I have never been a big proponent of spending money I don’t have on stuff that nobody wants just because it’s what everybody else is doing. Of course, everyone loves a gift card, but after a few years of exchanging gift cards with our adult relatives (explain the point of this, please) my husband and I decided that we would only buy gifts for the younger children and my in-laws (because if we didn’t do the latter…well, you know). Now we are free to celebrate the season without incurring massive amounts of debt. As a result, I tend to weather the month of December with much more holiday cheer and far less stress than would otherwise be the case.
Clearly, this practice is not very common. Waldfogel has found that Americans spend about $65 billion on holiday gifts every year, with the average person giving 23 gifts. And all that time and money is largely a waste, because – surprise! – most people don’t like what they get. Apparently, the typical value of a gift to its recipient is 20% lower than its cost, hence the “orgy of value destruction.” But if you’re one of the poor souls trapped in a vicious cycle of obligatory gifting, what do you do?
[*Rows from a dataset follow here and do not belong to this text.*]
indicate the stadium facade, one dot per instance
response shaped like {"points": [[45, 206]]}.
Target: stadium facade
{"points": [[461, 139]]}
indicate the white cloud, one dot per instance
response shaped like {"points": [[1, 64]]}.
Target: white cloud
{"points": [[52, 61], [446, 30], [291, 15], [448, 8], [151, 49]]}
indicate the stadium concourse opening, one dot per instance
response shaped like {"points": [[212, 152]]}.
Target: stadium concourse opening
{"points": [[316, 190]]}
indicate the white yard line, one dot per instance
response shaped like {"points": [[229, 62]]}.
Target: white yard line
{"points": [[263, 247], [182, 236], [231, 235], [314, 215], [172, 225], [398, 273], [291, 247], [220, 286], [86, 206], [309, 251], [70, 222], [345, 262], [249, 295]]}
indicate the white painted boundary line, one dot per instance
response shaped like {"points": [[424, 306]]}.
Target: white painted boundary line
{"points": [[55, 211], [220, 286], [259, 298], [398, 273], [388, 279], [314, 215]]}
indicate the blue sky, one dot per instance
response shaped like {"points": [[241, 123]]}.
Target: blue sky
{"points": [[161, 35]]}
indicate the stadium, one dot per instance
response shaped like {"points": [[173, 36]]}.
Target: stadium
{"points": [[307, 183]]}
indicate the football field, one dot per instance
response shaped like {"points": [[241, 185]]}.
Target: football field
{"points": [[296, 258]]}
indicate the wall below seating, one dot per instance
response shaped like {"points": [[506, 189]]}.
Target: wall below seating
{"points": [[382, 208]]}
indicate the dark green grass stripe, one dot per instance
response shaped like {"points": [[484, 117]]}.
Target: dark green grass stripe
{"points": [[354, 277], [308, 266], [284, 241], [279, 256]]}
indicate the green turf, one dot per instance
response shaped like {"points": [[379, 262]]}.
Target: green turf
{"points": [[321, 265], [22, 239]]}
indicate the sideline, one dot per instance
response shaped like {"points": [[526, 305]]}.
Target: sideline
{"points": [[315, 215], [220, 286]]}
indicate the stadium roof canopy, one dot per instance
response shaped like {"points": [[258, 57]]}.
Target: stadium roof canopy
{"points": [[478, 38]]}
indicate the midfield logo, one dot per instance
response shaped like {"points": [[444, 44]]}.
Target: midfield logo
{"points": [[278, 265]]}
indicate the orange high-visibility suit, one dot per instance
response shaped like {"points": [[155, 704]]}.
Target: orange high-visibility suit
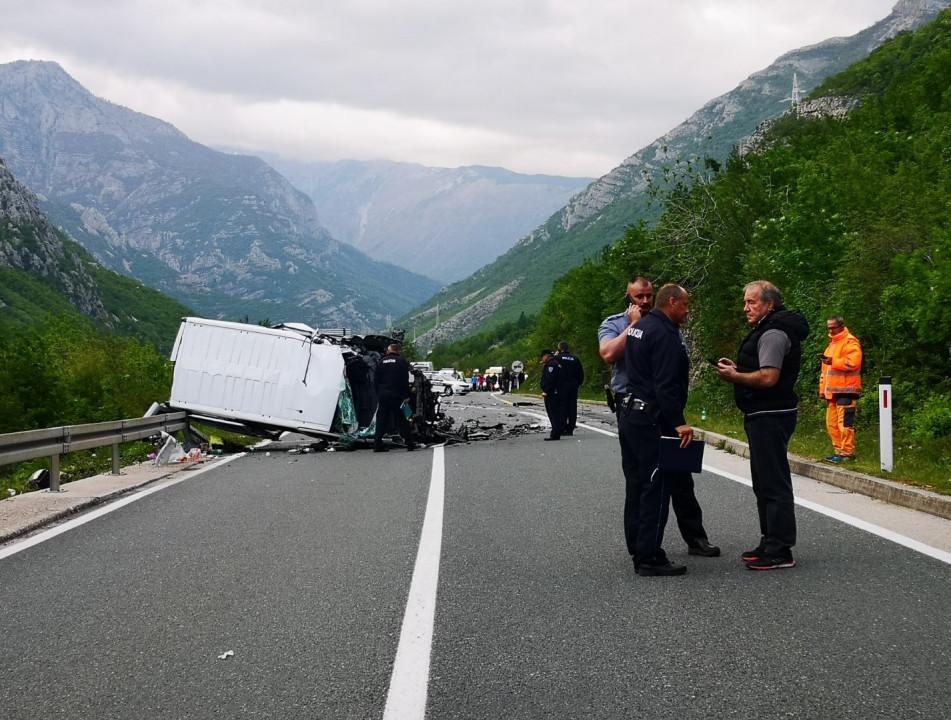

In this Bloomberg article, two tips were proffered based on the findings of behavioral economics. The first is to beware an “egocentric bias” – you may pine for pastured pork, but your vegan aunt probably won’t appreciate a cured pork gift basket from a local farm. The second is to manage your expectations. Chances are, the recipient of what you think is a fabulous, expensive gift will either, a) forget about it 2 seconds later, or b) be just as happy with something more personal and less costly. One way to avoid this whole predicament, Waldfogel suggests, is to make a donation to charity in the recipient’s name. My husband and I have repeatedly suggested this to my mother-in-law, but for some reason it hasn’t been well-received – I think she views it as too impersonal. So I’m going with #11 on Dave Barry’s Annual Gift Guide – an emergency underpants dispenser for $6.95. It’s economical, and it’s definitely personal. And if she values it at $5.56, I can live with that.